Buch- und Ausstellungstipps für den Mai 2024. Immer am 15. des Monats.

Liebe Leserinnen, liebe Leser,

in der Mai-Ausgabe meines monatlichen Newsletters „Wort-Dock“ stelle ich Euch folgende Bücher vor: eine packende und informative Zukunftsvision über den Untergang der Stadt Venedig und einen witzigen Kurzgeschichtenband über das Älterwerden. Dazu kommen eine Ausstellung im Ernst Barlach Haus in Hamburg und ein Surftipp für diejenigen, die Kunst von zuhause aus genießen möchten.

Übrigens: In den vergangenen Wochen habe ich einige Bücher aussortiert und auf öffentliche Bücherschränke verteilt. Auch hier im Viertel gibt es einen Ort, an dem seit einiger Zeit öfters gebrauchte Bücher liegen - es ist eine Art Beton-Lüftungsschacht unter einem großen Vordach am Gehweg. Bei trockenem Wetter werden dort immer wieder Bücher hingelegt. Und wer weiß, vielleicht entsteht daraus ja mal ein weiterer öffentlicher Bücherschrank…

Gebrauchte Bücher, abgelegt auf einer Art Lüftungsschacht in Hamburg.

Ich wünsche Euch eine schöne zweite Maihälfte!

Packende und informative Zukunftsvision

Roman "Acqua Alta" von Isabelle Autissier, erschienen bei mareverlag

Titel: Acqua Alta

Autorin: Isabelle Autissier

Verlag: mareverlag

Originaltitel: Le naufrage de Venise

Aus dem Französischen übersetzt von: Kirsten Gleinig

Erstveröffentlichung: 2022

Deutsche Erstveröffentlichung: 20.02.2024

Gebundene Ausgabe: 208 Seiten, 23 Euro

Inhalt: Der Roman beginnt im Jahr 2021 in Venedig, das durch die Wassermassen eines verheerenden Hochwassers (Acqua Alta) zerstört worden ist. Guido Malegatti hat überlebt und fährt mit einem Boot zurück durch die Ruinen der Stadt. Seine Frau Maria Alba und seine Tochter Léa sind verschwunden. Während der Bootsfahrt erinnert er sich an die Katastrophe.

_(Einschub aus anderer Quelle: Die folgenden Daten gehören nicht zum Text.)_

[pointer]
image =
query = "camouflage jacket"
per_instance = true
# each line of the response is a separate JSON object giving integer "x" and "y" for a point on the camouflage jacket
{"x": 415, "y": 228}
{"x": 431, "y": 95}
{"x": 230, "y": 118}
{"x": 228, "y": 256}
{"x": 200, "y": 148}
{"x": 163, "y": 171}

Vor dem Horrorszenario hatte der Anstieg des Meeresspiegels einen Generationenkonflikt bei den Malegattis ausgelöst, der die Familie Schritt für Schritt auseinanderbrachte. Während Venedigs Wirtschaftsrat Guido an den Tourismus glaubte und an das riesige Sperrwerk „M.O.S.E.“, erkannte die 17-jährige Léa während ihres Studiums, in welcher Gefahr sich ihre geliebte Heimatstadt befindet, und wurde zur Umweltaktivistin. Maria Alba hingegen stammte aus einer Adelsfamilie, blendete die Probleme aus und träumte von Venedigs alter Pracht…

Hauptteil: Isabelle Autissier (geboren 1956 in Paris) machte nach Angaben des mareverlags im Jahr 1991 Furore als erste Frau, die allein im Rahmen einer Regatta die Welt umsegelte. Sie war von 2009 bis 2021 Präsidentin des WWF Frankreich. „Acqua Alta“ ist ihr dritter bei mare erschienener Roman.

In der Zukunftsvision über den Untergang der Stadt Venedig geht es um den Klimawandel, den Massentourismus, den Glauben an die Technik und den Konflikt innerhalb einer Familie, ausgelöst durch unvereinbare Positionen zu den genannten Themen.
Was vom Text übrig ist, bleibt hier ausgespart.